Comment 4 for bug 592121

I'll put your personal attack aside and address your point as I think your main question is valid. I would appreciate it if you would discontinue these attacks.

I did not miss your point. The browser is supposed to be able to read and write files from the user's directory. This is *by design* of the browser, in particular firefox. How else is someone supposed to download a file? To upload their presentation to the company webserver? If the AppArmor profile denied these actions by default, what would the regular user who knows nothing of AppArmor do?
 * If we were lucky, they would only turn off only the firefox profile (which, I might add is *opt in* only right now). This action would weaken the security stance of firefox since it would now be running totally unconfined.
 * If we were more unlucky, the user would turn off all of AppArmor (this has been seen occasionally with AppArmor but famously with SELinux). The result would be that CUPS, dhclient, evince, the guest-session and other profiles in Ubuntu would be disabled.
 * If we were most unlucky, the user would become frustrated with Ubuntu and use another OS, likely complaining to everyone they know about it.
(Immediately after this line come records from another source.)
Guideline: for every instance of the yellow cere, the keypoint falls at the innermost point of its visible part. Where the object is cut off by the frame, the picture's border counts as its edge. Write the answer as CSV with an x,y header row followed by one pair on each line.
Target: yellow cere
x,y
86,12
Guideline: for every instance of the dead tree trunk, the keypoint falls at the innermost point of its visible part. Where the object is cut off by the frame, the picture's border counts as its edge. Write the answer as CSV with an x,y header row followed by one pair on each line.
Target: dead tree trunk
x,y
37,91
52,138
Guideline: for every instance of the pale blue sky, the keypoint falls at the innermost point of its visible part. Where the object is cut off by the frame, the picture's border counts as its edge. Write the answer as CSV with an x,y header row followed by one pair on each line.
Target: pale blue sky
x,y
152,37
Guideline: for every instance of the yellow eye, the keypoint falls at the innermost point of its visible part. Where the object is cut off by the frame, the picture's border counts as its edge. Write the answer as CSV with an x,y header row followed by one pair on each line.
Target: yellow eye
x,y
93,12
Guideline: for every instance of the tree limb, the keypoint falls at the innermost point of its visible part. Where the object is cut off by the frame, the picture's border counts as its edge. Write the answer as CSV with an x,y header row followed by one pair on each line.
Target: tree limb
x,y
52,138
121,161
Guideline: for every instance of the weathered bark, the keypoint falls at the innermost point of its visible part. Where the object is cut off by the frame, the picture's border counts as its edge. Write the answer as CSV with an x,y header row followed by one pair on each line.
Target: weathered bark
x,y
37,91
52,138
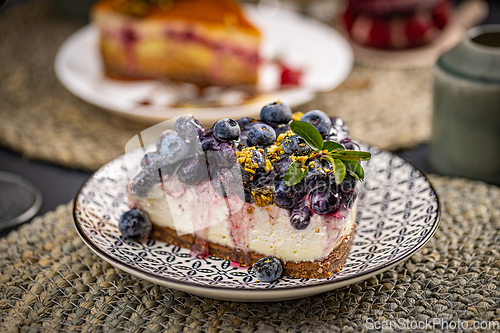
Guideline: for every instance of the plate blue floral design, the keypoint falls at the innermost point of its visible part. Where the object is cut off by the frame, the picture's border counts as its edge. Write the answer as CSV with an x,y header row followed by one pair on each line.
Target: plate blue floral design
x,y
398,212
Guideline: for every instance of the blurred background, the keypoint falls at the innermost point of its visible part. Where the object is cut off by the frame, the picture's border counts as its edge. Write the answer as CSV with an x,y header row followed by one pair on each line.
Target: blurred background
x,y
54,133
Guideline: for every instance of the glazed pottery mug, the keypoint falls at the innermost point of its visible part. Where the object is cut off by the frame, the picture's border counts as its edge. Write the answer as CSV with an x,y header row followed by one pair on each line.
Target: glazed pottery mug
x,y
466,121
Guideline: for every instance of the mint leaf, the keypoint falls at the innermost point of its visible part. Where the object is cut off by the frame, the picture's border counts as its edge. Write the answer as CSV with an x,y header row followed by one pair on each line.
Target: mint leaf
x,y
331,146
338,171
328,158
295,173
351,155
355,169
309,133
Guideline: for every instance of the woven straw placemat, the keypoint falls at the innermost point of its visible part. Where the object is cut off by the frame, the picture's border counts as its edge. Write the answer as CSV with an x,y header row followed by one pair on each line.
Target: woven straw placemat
x,y
50,280
41,120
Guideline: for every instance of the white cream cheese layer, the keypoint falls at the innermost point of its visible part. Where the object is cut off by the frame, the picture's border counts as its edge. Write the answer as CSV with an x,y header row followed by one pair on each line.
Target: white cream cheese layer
x,y
266,230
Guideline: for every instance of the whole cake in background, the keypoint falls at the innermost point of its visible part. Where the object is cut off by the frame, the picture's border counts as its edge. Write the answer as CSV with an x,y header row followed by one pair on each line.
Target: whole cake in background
x,y
279,192
396,24
206,42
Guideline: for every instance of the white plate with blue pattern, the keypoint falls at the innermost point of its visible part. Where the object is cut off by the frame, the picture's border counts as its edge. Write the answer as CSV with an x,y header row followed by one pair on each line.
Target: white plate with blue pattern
x,y
398,212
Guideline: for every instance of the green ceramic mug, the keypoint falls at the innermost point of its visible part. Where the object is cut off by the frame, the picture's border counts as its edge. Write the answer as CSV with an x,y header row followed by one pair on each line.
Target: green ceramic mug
x,y
466,122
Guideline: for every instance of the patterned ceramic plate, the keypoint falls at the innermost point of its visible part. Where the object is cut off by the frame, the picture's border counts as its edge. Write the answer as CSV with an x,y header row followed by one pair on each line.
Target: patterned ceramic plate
x,y
397,214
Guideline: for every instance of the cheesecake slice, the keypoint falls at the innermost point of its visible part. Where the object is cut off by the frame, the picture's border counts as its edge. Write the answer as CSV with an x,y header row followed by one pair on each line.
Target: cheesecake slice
x,y
206,42
226,192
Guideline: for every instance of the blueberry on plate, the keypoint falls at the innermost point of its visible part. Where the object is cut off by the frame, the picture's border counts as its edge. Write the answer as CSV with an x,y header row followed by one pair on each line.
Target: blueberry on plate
x,y
320,120
294,144
349,145
226,183
267,269
244,121
300,217
325,202
282,166
281,128
261,135
174,149
276,112
317,179
288,196
152,163
188,128
141,184
193,170
349,184
223,156
135,224
227,130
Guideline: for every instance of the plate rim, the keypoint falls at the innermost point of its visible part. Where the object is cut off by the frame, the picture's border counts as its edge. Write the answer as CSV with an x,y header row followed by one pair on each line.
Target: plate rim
x,y
327,285
152,114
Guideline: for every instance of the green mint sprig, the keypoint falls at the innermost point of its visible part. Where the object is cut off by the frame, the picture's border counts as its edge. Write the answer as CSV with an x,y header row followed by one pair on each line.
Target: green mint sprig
x,y
341,160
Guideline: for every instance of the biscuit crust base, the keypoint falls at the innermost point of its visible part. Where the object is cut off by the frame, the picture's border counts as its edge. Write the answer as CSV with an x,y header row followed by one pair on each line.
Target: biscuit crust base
x,y
323,268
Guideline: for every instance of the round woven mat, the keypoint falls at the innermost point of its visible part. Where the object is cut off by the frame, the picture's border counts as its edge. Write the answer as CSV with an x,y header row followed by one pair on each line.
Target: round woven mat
x,y
40,119
49,279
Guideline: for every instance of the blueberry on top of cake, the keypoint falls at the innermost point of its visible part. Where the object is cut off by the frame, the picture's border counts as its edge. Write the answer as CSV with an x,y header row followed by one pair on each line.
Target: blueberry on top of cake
x,y
284,186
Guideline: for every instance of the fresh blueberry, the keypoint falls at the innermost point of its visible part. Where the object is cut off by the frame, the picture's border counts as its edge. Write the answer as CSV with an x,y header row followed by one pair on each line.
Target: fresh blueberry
x,y
281,128
261,135
349,184
282,166
319,120
294,144
276,112
225,155
288,196
152,164
141,184
135,224
174,149
300,217
258,159
193,170
339,131
244,121
226,183
188,128
316,179
207,133
348,200
267,269
227,130
209,143
325,202
220,155
163,135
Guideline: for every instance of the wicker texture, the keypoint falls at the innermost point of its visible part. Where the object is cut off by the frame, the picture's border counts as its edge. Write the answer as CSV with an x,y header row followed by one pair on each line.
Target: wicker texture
x,y
49,280
41,120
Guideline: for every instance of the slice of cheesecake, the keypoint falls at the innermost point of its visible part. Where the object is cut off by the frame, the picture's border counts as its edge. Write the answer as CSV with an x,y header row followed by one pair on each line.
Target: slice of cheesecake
x,y
226,192
206,42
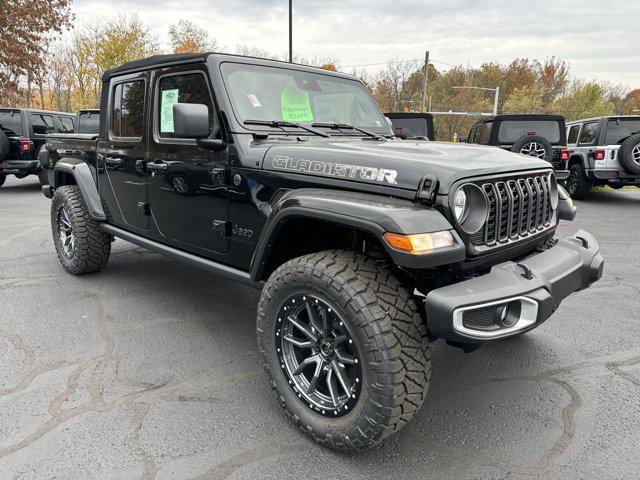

Considering all of Ubuntu's proactive security features (including, but in no way limited to AppArmor) and depending on what OS they choose, this could greatly decrease the security stance for the user.

The browser is arguably the most important application a regular user uses. If we are cavalier about breaking the most used application on the Desktop, then from the user's point of view the Desktop and OS are broken. We must carefully weigh usability requirements against security protections in all cases, otherwise it leads to frustration and the security feature being turned off.

AppArmor can protect against many things. The firefox profile protects against execution of arbitrary code by the browser and reading/writing of files you do not own (eg /etc/passwd), reading/writing sensitive files like the user's gnome-keyring, ssh keys, gnupg keys, history files, swp, backup files, rc files and to files in the standard PATH. It also confines add-ons and extensions to the above. Firefox is integrated into the Desktop and so it must be allowed to open helper programs and access the user's data. The profile is by default *general purpose* with the design being:
 * when enabled, it significantly improves the security of firefox as is
 * it provides a starting point for people to confine firefox how they want to
 * the implementation gives the user the ability to fine-tune it to be as strict as desired

Of course firefox can be locked down more to protect the user's data. We could make it so that it could only write to ~/Downloads and read from ~/Public. However, this deviates from upstream's design, would likely put Ubuntu's Mozilla branding at stake, and most importantly frustrate users. Is Ubuntu's profile a "violation of the idea of apparmor"? Of course not -- it *is* protecting user's from various attacks and many forms of information disclosure. It is a distribution requirement to provide a functional browser. It is a distribution choice to not break it with too-aggressive security protections. It is a user's/administrator's choice to configure the profile for her environment.